Shortly after his exhibition at André Emmerich, Maryan moved with his wife, Annette, to New York, where he lived at the Chelsea Hotel until his death. He produced his most important works in New York, known as the “Personnage” paintings, which are marked by a centrally positioned, wildly animated figure that dominates the composition. As Grace Glueck described in The New York Times, after an exhibition of these works at the Allan Frumkin Gallery, the “Personnage” paintings began as “brutal, exaggerated Piccasoid forms in which could be seen the influence also of Dubuffet and the CoBrA group of young European painters that included Karel Appel and Asger Jorn. They were mocking, clownish zombies with mask like faces and lolling tongues, suggesting visual realizations of characters from Gunter Grass’s Tin Drum. Later, they got wider and more gestural, with maybe a touch of de Kooning, winding up as slobbering, almost illegible bundles of mouths, flailing limbs, and flying organs.”
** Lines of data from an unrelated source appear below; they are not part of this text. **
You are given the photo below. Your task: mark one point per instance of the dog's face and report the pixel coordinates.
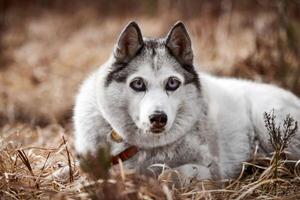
(151, 93)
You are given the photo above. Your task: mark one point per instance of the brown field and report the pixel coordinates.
(48, 47)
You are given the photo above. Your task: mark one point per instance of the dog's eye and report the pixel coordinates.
(138, 85)
(172, 84)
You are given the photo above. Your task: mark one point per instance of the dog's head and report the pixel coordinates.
(151, 91)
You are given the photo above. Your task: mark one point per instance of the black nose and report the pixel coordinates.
(158, 119)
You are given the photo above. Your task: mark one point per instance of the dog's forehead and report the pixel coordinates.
(155, 53)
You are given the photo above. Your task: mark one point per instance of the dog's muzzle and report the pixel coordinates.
(158, 121)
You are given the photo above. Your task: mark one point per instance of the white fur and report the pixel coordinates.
(235, 116)
(210, 130)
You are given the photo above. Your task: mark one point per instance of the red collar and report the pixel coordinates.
(124, 155)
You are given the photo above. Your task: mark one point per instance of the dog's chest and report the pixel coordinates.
(190, 149)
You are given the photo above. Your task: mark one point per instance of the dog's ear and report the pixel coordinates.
(179, 43)
(129, 43)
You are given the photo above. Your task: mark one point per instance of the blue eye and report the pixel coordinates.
(172, 84)
(138, 85)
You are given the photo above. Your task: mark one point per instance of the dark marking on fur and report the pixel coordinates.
(119, 71)
(189, 73)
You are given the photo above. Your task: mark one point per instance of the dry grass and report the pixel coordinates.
(46, 53)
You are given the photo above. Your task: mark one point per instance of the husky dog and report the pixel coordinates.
(149, 94)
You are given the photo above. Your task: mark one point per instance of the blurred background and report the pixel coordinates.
(47, 47)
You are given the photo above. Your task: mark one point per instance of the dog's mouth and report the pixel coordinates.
(157, 130)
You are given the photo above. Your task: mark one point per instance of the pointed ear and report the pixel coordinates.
(129, 43)
(179, 43)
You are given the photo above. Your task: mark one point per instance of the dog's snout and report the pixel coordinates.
(158, 120)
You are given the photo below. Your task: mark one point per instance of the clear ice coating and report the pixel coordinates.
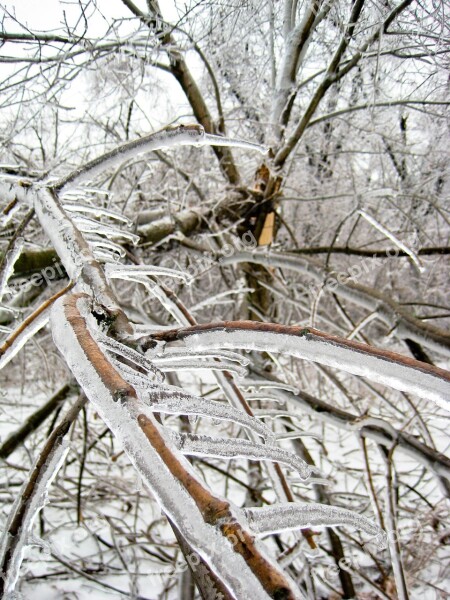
(125, 421)
(98, 242)
(174, 364)
(129, 272)
(377, 225)
(291, 516)
(16, 546)
(87, 225)
(114, 347)
(203, 445)
(97, 211)
(172, 400)
(308, 346)
(8, 268)
(181, 135)
(24, 336)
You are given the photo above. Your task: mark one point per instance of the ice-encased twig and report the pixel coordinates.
(189, 505)
(92, 226)
(388, 368)
(287, 517)
(175, 364)
(23, 337)
(12, 548)
(128, 272)
(181, 354)
(134, 356)
(182, 135)
(203, 445)
(97, 211)
(388, 310)
(95, 241)
(171, 400)
(413, 256)
(8, 266)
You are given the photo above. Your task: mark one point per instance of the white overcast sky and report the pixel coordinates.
(48, 14)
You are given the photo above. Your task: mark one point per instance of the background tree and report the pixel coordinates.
(115, 247)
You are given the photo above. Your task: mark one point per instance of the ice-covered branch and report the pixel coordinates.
(387, 310)
(182, 135)
(8, 265)
(203, 445)
(285, 517)
(203, 520)
(31, 499)
(392, 369)
(27, 329)
(413, 256)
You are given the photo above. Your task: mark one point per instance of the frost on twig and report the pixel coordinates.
(413, 256)
(171, 400)
(203, 445)
(28, 503)
(139, 360)
(136, 272)
(286, 517)
(182, 135)
(8, 265)
(97, 211)
(389, 368)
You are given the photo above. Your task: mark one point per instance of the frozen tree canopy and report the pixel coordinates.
(224, 304)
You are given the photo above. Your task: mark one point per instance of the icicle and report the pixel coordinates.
(124, 271)
(24, 336)
(275, 414)
(203, 445)
(288, 517)
(264, 383)
(217, 140)
(171, 400)
(6, 217)
(136, 379)
(105, 257)
(413, 256)
(91, 226)
(10, 261)
(213, 300)
(99, 242)
(54, 463)
(135, 357)
(310, 344)
(173, 364)
(292, 435)
(97, 211)
(181, 135)
(181, 354)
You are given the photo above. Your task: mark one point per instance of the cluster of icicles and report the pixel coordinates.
(146, 374)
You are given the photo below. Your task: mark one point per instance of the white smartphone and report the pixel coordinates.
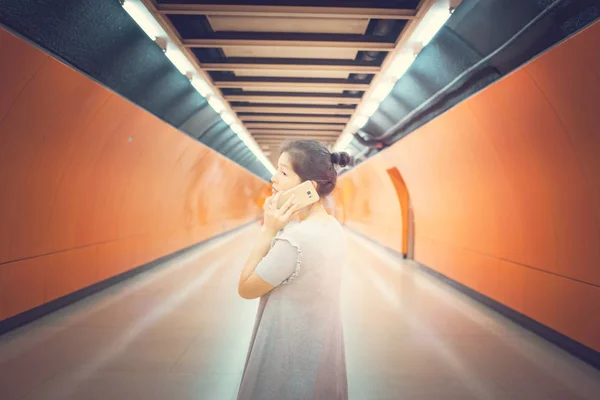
(305, 193)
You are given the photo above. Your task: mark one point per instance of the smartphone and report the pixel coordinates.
(305, 193)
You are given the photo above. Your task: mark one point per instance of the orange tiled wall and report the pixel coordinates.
(506, 190)
(79, 201)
Exhibited to wide acclaim in the years before his death, Maryan’s presaged not only the Neo-Expressionist figuration that dominated the New York art world in the 1980s, but also the contemporary prevalence of work that blends abstract techniques with figurative subject matter. Despite growing renown for his work, Maryan suffered a series of breakdowns and emotional disturbances beginning in 1974, related to his experience of the Holocaust. His health continued to deteriorate over the next two years, and just months after the French awarded Maryan the honorary title of Chevalier de L’Ordre des Arts et des Lettres, Maryan passed away in his room at the Chelsea Hotel.